Cette tradition vinicole retrouvée a survécu à la dissolution de l'URSS. Aujourd'hui, ce petit pays de 3.600.000 habitants, coincé entre l'Ukraine et la Roumanie, est devenu le 22e producteur mondial de vin. La Moldavie compte 1,9% des surfaces de vignes mondiales et produit plus de 124.000 tonnes d'alcool par an, dont 95% sont destinés à l'export. Selon l'agence du vin moldave, la viticulture représente plus de 20% du PIB du pays et un tiers de ses exportations.

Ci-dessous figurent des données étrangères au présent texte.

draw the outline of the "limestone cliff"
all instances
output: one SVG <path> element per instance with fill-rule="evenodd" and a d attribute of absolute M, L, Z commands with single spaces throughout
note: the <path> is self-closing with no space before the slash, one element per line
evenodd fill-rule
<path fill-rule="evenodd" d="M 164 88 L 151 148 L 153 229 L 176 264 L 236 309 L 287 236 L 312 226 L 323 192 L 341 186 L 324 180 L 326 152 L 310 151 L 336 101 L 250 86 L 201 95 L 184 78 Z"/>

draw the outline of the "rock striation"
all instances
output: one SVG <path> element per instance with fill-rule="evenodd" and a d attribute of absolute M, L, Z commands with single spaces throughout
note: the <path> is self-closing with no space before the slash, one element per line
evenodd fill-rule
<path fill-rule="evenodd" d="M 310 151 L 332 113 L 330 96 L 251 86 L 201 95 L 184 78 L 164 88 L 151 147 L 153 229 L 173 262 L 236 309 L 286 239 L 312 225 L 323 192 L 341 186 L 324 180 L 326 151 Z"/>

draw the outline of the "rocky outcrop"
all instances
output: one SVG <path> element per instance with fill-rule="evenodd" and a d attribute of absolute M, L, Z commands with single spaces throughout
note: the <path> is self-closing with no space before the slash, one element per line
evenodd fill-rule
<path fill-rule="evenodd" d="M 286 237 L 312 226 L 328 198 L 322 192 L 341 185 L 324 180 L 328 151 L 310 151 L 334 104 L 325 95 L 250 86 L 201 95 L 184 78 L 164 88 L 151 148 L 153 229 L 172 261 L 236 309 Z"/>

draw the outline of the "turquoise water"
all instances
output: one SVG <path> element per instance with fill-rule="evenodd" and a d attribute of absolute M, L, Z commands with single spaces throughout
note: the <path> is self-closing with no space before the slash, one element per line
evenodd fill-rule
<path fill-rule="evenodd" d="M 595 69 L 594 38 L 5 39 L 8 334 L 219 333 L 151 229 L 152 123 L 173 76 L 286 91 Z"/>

Mais comment satisfaire les nombreux buveurs moldaves avec les 5% de vin restants ? Avec de l'eau-de-vie, selon un rapport de l’Organisation Mondiale de la Santé. La consommation officielle des Moldaves ne représente en effet qu’un peu plus de 6 litres d’alcool pur par an et par personne, très en dessous de la moyenne des pays européens. Mais ce serait oublier la vieille tradition des «bouilleurs de cru » en ex-URSS. Dans la campagne moldave, au moins 40.000 hectares de vignes sont exclusivement consacrés à la production d’eau-de-vie maison. A chaque famille sa recette. Selon une estimation prudente des experts de l'OMS, les Moldaves de plus de 15 ans consommeraient en moyenne 10 litres d'alcool pur issu du «circuit court» chaque année.
Le prix de l’alcool
Les effets sur la santé de la population sont dramatiques. L'OMS a classé la Moldavie parmi les pays perdant le plus d'années de vie potentielles à cause de l'alcool. Chez les hommes, les taux de mortalité par cirrhose (un pour 1000 habitants, soit six fois plus qu'en France) et dans des accidents de la route (un pour 4000 soit environ deux fois plus qu'en France) sont très élevés. Au total, l’alcool serait un facteur dans la mort d’un homme sur cinq. Il contribue largement à la disparité entre l'espérance de vie masculine (66 ans) et féminine (75 ans). Si le gouvernement de Chisinau s’abrite parfois derrière les chiffres officiels de consommation, il s’est toutefois engagé dans une politique anti-alcool volontariste, qui tente de tirer les leçons du passé.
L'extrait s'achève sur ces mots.